Paese, Oz aveva tenuto la sua lectio magistralis, confermando il

suo sguardo acceso sul presente, la sua visione di intellettuale

sempre in prima linea nella lotta contro le ingiustizie e i

conflitti. E aveva puntato il dito sulla politica, diventata, a

suo giudizio, «una seconda industria dell’entertainment, del

divertimento. E, mi dispiace dirlo, anche molti media non fanno

altro che fare del divertimento». Si vota, ragionava lo

scrittore, con l’idea «che sia una cosa leggera. Il voto, sotto

certi punti di vista, è diventato una barzelletta. Ma, bisogna

ricordare, e io non sono un leninista, quello che disse

chiaramente Lenin: la politica è destinata a perdere se non le

daremo la giusta importanza. La politica si è spettacolarizzata

e questo ha portato a un disastro enorme che diventerà ancora

più colossale se non riusciremo a rivalutare in modo pervicace

tutti i veri elementi della democrazia».

Cittadino appassionato, l’autore di Una storia d’amore e di

tenebra, di Giuda e di Cari Fanatici (l'ultimo libro uscito in

Italia per Feltrinelli) era arrivato anzi ad ipotizzare la

necessità di un esame da far sostenere ai cittadini «prima di

votare». Intanto, diceva, le conseguenze di questa deriva della

politica si vedono chiaramente: «Quello che mi colpisce

tantissimo dei profughi attualmente in Europa, è la loro

sofferenza e la mancanza di speranza. Credo che l’unico modo per

risolvere il problema sia quello di affrontarlo a casa loro. Se

si fosse fatto qualcosa in passato per risolvere i problemi del

terzo mondo non ci troveremo in questa situazione ora».

Anche quello che sta succedendo in America, sosteneva, non

lascia grandi speranze: «Non dovrebbe mai esserci una situazione

in cui i figli vengono divisi dai genitori. L’ultima volta che

vennero separati i figli dai genitori fu nell’epoca nazista».

Per risolvere il problema dell’immigrazione clandestina,

suggeriva, Trump dovrebbe piuttosto «cercare di trovare una

riconciliazione, di lavorare per raggiungere un equilibrio tra i

paesi ricchi e quelli meno ricchi. Non ci sono alternative».

Quanto alla pace, spiegava, ce n'è di due tipi: «quella che si

raggiunge quando si muore, e la pace pragmatica, quella che mi

auguro ci possa essere tra Israele e la Palestina».

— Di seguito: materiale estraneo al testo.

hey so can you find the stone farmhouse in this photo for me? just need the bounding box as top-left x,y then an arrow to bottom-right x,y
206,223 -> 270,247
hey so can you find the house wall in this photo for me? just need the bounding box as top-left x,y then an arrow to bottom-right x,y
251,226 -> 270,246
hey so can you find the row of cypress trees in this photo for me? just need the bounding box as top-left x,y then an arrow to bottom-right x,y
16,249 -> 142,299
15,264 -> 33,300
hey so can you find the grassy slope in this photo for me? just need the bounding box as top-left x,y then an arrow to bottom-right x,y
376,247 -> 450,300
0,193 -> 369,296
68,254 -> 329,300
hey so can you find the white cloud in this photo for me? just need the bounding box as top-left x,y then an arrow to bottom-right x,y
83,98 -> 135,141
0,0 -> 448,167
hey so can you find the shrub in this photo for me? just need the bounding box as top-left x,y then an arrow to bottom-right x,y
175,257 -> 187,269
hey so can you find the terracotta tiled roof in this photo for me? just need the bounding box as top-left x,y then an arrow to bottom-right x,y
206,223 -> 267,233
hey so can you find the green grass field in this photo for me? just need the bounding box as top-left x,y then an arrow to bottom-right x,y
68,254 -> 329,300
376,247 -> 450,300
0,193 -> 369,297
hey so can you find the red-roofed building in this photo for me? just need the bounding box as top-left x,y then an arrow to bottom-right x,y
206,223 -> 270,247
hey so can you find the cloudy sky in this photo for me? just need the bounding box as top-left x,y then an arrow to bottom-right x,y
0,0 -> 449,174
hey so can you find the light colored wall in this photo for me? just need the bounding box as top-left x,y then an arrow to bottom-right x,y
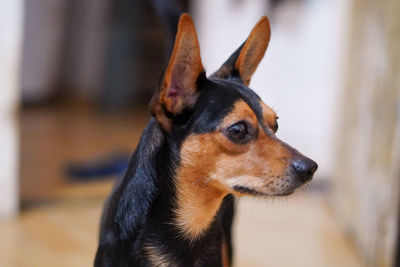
332,0 -> 400,265
0,0 -> 23,217
193,0 -> 351,178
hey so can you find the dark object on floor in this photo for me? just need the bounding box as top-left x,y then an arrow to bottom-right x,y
65,152 -> 130,181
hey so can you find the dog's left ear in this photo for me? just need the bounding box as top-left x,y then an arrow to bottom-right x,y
150,13 -> 204,131
212,16 -> 271,86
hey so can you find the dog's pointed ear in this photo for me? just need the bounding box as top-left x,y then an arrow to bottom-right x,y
212,16 -> 270,86
150,13 -> 204,131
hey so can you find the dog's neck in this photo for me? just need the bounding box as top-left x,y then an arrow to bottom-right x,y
142,146 -> 229,266
173,171 -> 227,240
139,132 -> 231,259
157,131 -> 230,241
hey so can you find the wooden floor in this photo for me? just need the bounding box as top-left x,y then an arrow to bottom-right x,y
0,104 -> 364,267
0,186 -> 364,267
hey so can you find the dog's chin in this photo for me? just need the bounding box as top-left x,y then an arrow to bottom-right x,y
231,185 -> 296,197
231,185 -> 265,196
270,191 -> 294,196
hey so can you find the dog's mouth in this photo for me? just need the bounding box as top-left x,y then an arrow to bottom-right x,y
231,185 -> 295,197
232,185 -> 265,196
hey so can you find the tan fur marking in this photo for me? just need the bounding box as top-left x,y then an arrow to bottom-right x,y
174,161 -> 227,239
144,243 -> 175,267
221,101 -> 258,130
260,101 -> 277,131
153,103 -> 172,131
221,237 -> 230,267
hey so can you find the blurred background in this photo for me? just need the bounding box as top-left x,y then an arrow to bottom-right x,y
0,0 -> 399,266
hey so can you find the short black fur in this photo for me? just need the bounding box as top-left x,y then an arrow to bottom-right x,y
94,75 -> 269,267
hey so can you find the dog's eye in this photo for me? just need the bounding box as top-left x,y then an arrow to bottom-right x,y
226,122 -> 248,142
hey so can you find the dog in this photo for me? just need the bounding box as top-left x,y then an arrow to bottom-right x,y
94,13 -> 317,267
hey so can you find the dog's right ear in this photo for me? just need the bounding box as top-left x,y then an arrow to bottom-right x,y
150,14 -> 204,131
211,16 -> 271,86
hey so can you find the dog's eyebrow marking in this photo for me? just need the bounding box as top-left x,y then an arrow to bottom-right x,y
219,100 -> 258,132
215,79 -> 273,135
260,101 -> 278,131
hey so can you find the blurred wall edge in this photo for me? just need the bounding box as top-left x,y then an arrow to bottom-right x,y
20,0 -> 68,102
332,0 -> 400,266
0,1 -> 23,217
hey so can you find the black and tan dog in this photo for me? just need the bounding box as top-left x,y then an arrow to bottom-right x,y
95,14 -> 317,267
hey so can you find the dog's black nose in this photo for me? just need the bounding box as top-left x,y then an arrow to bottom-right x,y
291,158 -> 318,183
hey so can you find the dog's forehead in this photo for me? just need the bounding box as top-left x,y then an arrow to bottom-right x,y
211,79 -> 273,130
192,79 -> 274,133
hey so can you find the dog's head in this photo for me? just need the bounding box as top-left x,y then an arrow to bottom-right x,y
150,14 -> 317,197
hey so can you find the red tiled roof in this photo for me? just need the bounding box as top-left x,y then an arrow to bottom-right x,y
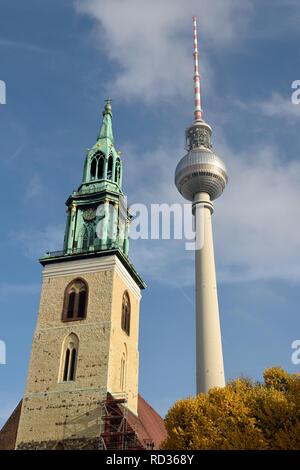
126,395 -> 168,449
0,400 -> 22,450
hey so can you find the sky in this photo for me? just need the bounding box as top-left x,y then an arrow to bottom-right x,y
0,0 -> 300,427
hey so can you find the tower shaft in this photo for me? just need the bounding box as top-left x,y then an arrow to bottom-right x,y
193,192 -> 225,394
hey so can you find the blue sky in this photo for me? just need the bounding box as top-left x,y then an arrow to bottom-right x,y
1,0 -> 300,427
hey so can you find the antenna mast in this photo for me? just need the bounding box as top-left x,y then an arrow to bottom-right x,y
193,16 -> 203,121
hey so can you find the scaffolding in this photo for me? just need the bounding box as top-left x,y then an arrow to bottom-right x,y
99,392 -> 145,450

Lo Stato palestinese e lo Stato israeliano, questa l’opinione

sostenuta da Oz, «dovrebbero, se non andare totalmente

d’accordo, almeno convivere. Quella tra Israele e la Palestina è

una vera e propria tragedia, una lotta tra due parti che

sostengono entrambe di avere ragione e spesso hanno entrambe

torto». E le tragedie si possono risolvere in due modi:

"shakespeariano, con il palco costellato di cadaveri e dove

magari c'è anche la possibilità di fare prevalere la giustizia.

Oppure in modo cechoviano, con molta infelicità e delusione,

però lasciando tutti gli attori vivi. Bisogna capire che cosa

significa un lieto fine, se scegliere la tragedia oppure no».